初めてのホットエントリ!

 なんと、先日の 天文記事から見る『日本書紀』α群巻とβ群巻 - Cask Strength が、「はてブ」で7usersを集め(11日現在)、拙ブログ初の「注目エントリー」入りを果たしました。書きなぐり・書き捨ての文章がブックマークされて多くの人の目に触れるというのは非常に恥ずかしいものですね・・・。
 ところで、当該エントリーで森氏の「三方沙弥」=「山田史三方」説に疑問を呈しておきましたが、別に山田史三方が三方沙弥でなくても、山田史三方が『日本書紀』β群述作者の一人であるという森氏の説には関係ないではないかと思う人もいるかもしれません。それはそうでしょう。強調したかったのは、そういう人物比定や『日本書紀』の作者探しという作業が、いかほどの意味があるのか、ということでした。現存する限られた資料(『日本書紀』や『続日本紀』といった正史が基本とならざるをえません)に出てくる名前を取り上げて、これがα群の作者、これはβ群の作者、と言われても、

 『日本書紀』成立の謎は、本書によって解明された。

(『日本書紀の謎を解く』228頁)ということにはならないだろうと思います。
 振り返れば、1988年、森氏は「日本語と中国語の交流」(岸俊男編『日本の古代14 ことばと文字』)において、

 α群の音訳については、中国人の手になると考えなければ解けない現象が見られた。α群の文章についても、日本人の手になるとすれば不可解な注釈があった。(中略)それでは、α群の述作を担当した中国人は誰なのか。また、β群の述作にはなぜ中国人が参画しなかったのか。謎の解決はまた新たな謎を呼ぶ。
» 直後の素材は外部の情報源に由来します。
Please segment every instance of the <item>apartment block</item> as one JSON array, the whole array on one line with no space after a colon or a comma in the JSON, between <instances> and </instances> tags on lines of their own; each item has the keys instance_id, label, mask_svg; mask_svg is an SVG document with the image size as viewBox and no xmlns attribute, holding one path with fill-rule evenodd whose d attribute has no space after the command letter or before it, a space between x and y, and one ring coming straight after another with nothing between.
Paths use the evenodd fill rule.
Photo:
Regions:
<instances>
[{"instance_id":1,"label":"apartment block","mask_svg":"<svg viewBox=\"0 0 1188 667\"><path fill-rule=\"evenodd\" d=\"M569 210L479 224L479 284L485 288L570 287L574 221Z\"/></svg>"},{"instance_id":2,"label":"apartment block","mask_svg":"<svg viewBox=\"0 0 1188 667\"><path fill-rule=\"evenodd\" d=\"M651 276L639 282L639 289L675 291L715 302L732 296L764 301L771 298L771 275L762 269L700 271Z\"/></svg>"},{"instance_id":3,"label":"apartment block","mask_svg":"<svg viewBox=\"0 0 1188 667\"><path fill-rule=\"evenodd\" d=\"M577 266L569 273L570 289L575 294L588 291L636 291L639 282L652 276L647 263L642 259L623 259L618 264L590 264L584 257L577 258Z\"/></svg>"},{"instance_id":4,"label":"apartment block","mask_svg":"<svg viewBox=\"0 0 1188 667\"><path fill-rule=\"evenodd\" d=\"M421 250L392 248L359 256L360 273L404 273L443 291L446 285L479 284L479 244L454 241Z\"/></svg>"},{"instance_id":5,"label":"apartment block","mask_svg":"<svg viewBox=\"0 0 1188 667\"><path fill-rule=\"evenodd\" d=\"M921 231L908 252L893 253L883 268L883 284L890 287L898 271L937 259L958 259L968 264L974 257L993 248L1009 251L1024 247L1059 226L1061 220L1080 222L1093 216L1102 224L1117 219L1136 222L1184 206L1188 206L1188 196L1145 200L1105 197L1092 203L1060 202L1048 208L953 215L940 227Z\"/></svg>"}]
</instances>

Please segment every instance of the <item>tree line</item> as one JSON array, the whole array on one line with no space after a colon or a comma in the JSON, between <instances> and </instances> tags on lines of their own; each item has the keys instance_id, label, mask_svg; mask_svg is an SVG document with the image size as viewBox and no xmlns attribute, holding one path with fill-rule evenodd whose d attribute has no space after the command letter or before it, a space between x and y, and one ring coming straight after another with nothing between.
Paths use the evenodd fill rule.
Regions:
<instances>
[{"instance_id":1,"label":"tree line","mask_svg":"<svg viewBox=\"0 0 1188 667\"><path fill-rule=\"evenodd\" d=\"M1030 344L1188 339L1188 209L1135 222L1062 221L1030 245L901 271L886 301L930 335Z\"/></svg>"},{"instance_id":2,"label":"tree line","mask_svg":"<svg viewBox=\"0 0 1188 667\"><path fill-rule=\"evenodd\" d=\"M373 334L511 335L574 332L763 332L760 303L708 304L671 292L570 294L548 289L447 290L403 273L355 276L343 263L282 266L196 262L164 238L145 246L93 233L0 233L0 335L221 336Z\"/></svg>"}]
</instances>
(中公文庫版、201-202頁)と述べます。その3年後に刊行された『古代の音韻と日本書紀の成立』においても、

 α群を日本の事情に精通しない中国人が著わし、その後、β群を日本人が著わした、というのがおおよその結論である。

(163頁)とします。より慎重な記述ですよね。
 このままで良かったのではないか、というのが、先日申し上げた私の感想だったわけです。
 せっかくの機会なので、「書きなぐり」のままにするのではなく、若干の補足説明を致しました。蛇足に過ぎなかったことを懼れます。